Literary Hoaxes

Hoaxes, Literary

 

literary works the authorship of which is deliberately ascribed by their real authors to another person (real or invented) or to folkloric tradition. Such a hoax presupposes the creation of the stylistic manner and literary personality of the alleged author.

Literary hoaxes have most often occurred in periods of literary and social transition. Between 1817 and 1823, under the guise of a folk epic, the “Dvur Kralove Manuscript” and “Libusa’s Judgment,” allegedly discovered by the philologist V. Hanka, were published to support the Czech national renaissance. A desire to extricate literature from the narrow channel of traditional motifs and forms inspired J. Macpherson’s literary hoaxes. Between 1760 and 1763, Macpherson published a series of romantic works that he attributed to the Scottish bard Ossian, who, according to legend, lived in the third century. Foreshadowing romanticism in spirit, the Ossianic poems influenced many European literatures before the hoax was exposed.

In 1825, P. Merimee published romantic plays under the name of a fictitious Spanish actress, Clara Gazul, and in 1827 he published the collection La Guzla, which he ascribed to a fictitious Serbian storyteller, I. Maglanović. In 1835, 11 of the songs in this collection were adapted by A. S. Pushkin in his “Songs of the Western Slavs.”

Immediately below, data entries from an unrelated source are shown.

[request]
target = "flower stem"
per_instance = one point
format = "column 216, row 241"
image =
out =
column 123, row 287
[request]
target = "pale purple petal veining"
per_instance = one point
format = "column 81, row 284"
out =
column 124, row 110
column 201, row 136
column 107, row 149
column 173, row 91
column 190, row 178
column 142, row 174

In Russia, a series of literary hoaxes was perpetrated in the 19th century. Important writers and scholars, such as A. S. Pushkin, I. I. Sreznevskii, and F. I. Buslaev, accepted the authenticity of forged “ancient” manuscripts, pseudomemoirs, and “hitherto unknown” variants. The invented literary personage “Koz’ma Prutkov” was a unique hoax.

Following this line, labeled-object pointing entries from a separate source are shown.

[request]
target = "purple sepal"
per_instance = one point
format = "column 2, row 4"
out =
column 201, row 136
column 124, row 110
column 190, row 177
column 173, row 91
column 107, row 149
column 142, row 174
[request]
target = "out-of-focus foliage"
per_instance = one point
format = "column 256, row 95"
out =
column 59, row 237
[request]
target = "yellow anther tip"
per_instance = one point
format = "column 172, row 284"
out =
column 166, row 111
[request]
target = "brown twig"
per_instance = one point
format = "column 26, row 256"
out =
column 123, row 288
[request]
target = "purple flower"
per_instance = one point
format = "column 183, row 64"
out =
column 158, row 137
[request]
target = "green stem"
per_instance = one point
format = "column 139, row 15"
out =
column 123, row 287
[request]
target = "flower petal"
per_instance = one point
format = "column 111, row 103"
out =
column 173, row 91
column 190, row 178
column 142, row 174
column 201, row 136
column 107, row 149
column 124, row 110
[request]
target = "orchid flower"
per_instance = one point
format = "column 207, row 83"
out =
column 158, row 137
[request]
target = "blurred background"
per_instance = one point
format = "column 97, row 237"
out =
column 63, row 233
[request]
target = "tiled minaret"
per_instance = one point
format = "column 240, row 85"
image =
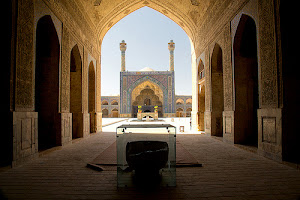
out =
column 123, row 47
column 171, row 47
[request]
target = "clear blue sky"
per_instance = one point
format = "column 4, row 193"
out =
column 147, row 34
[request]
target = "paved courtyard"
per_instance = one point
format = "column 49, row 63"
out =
column 228, row 172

One form of literary hoax, alleging an original work to be only a translation, often served as a means of political conspiracy and of eluding the vigilance of the censor (N. A. Nekrasov’s pseudo-translations, “From Larra” and “From Barbier”).

Literary hoaxes are exposed through textual criticism. The social origin and tendentiousness of a hoax are usually expressed more openly than in ordinary works. Anachronisms, linguistic incongruities, and the like often point to their inauthenticity.

Many literary hoaxes are not only of historical interest but of aesthetic value as well.

REFERENCES

Lann, E. Literaturnye mistifikatsii. Moscow-Leningrad, 1930.
Masanov, lu. I. V mire psevdonimov, anonimov i literaturnykh poddelok. Moscow, 1963.
Berkov, P. N. O liudiakh i knigakh. Moscow, 1965. (With bibliography.)